Thmor Bridge / Spean Thma – Stone bridge in Angkor

Thmor Bridge / Spean Thma – Stone bridge in Angkor

Spean Thma (also known as the Thmor Bridge) is located in Siem Reap province in Angkor and is one of the few bridges from the Khmer Empire that have survived to this day. Roughly translated, “Spean Thma” means “stone bridge”.

Thmor Bridge / Brücke

Thmor Bridge

The exact date when the bridge was originally built cannot be traced today. However, some irregularities in its stone structure (there are some blocks of sandstone that might have been used elsewhere before) show that the bridge was rebuilt in the 15th century (i.e., well after the high Khmer period). Spean Thma is located right next to the temple mountain Ta Keo – so a visit to these monuments can be easily combined. One assumption of researchers is that the bridge was built during the reign of Jayavarman VII, as he had numerous roads built during his reign, which often led over similar bridges.

The bridge was built on the former route between the eastern baray and Angkor Thom. It is located only about 200 meters from Thommanon.

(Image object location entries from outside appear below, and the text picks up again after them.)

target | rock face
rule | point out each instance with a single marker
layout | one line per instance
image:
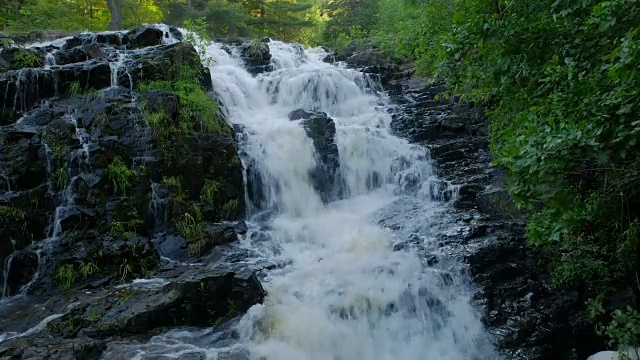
(528, 318)
(322, 131)
(257, 56)
(105, 168)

Architecturally, bridges from the Khmer Empire often resemble each other: the many stone bricks piled on top of each other form several wide bridge piers, with fourteen narrow arches about a meter wide spanning between them.

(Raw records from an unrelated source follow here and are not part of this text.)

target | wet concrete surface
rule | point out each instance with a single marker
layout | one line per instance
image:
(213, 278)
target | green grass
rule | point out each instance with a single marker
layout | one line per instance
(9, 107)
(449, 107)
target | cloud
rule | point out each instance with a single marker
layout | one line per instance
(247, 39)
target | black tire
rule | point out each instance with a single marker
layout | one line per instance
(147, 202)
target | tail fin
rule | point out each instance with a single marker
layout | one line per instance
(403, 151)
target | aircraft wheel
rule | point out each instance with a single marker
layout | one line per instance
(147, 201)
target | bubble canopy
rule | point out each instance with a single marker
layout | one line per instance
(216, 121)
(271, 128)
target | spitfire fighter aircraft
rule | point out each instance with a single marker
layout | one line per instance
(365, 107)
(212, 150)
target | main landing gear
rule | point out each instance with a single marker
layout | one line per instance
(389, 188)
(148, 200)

A French research team restored the bridge structure in the early 20th century and removed the fauna that threatened the structure. Nevertheless, it is still beautiful to see how the structure has “grown together” with nature over the centuries.

Spean Thma shows exceptionally well how much the water level was subject to change over the centuries (possibly also as a trigger (by sediment deposits and a resulting change in the course of the river) or else as a result of the collapse of the sophisticated irrigation system in Angkor). In fact, even today a water wheel can be discovered next to the bridge. Originally, the structure was twice as wide as the river itself, because especially in the monsoon period the water must have risen very strongly.

Ruinen bei der Thmor Bridge

Ruins near the Thmor Bridge

Even if the bridge itself is only mentioned as a footnote in the major travel guides to the region around Angkor, one should not forget Spean Thma when visiting the other, larger monuments – it is not for nothing that it is part of the UNESCO World Heritage Site. At least the visitor can imagine how different the course of the Siem Reap River was at that time and what a great achievement the water supply was in the Khmer Empire at that time.